I'm working for quite some time on finding a numerical instance for solution of a 8 variables system of 7 very complicated inequalities plus region specification. Unfortunately I cannot produce a MWE or nothing of the sort since the inputs are really long.
My current method is Mathematica's NMinimize
routine, minimizing one of the 7 inequalities subject to every other condition as constraint -- The FindInstance
command simply quits the kernel without being able to finish running.
The NMinimize
is able to produce output, but besides being slower than would be optimal, produce results that do not obey every constraint.
The thing is that I need to be certain, for each benchmark I run, that if the output doesn't satisfy every constraint it is because such a set of real numbers doesn't exist -- which with my current method I can't be, by experience.
So: is there a foolproof, as efficient as possible, computational method for me to find a single instance of numerical solution to 7 complicated inequalities (involving trigonometric functions) of 8 variables or be sure that such a set doesn't exist?
It could be a Mathematica/python/fortran package, genetic algorithm or anything -- as long as there is clear enough documentation.
You need to give importance multiplier to constraints and the optimization method should not be greedy.
A genetic algorithm combined with multiple-starting points (or simulated annealing for diminishing mutations) tends to converge to global minima (hence not greedy) with more time given to it but there is not guarantee that the heuristic will complete X function in Y time.
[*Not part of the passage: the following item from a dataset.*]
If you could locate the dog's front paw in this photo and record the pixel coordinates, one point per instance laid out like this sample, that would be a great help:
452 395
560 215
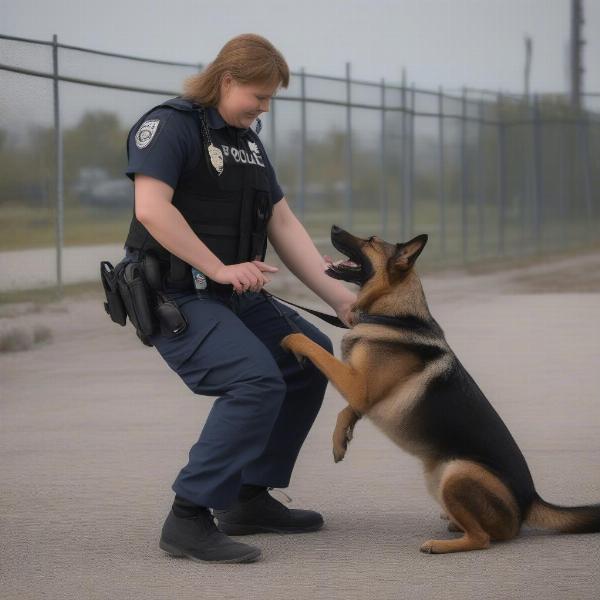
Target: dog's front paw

The more time given to it, the better it converges to global minima.
In genetic algorithm, you can add big constraint penalties like this:
fitness_minima = some_function_output_between_1_and_10 +
constraints_breached?1000.0f:0;
so that the DNAs with no contraint-violations will be favored for the crossover part of GA.
"As efficient as possible" depends on your algorithm. If you can parallelize the algorithm and run it on multiple GPUs, it should give substantial speedup over CPU. Compared to some hours of Mona-Lisa painting by CPU, a parallelized version running on 3 low-end GPUs complete within 10 minutes (https://www.youtube.com/watch?v=QRZqBLJ6brQ). At least some OpenCL/CUDA supporting libraries/frameworks (like Tensorflow) should be able to accelerate your algorithm if you don't want to do the work distribution yourself.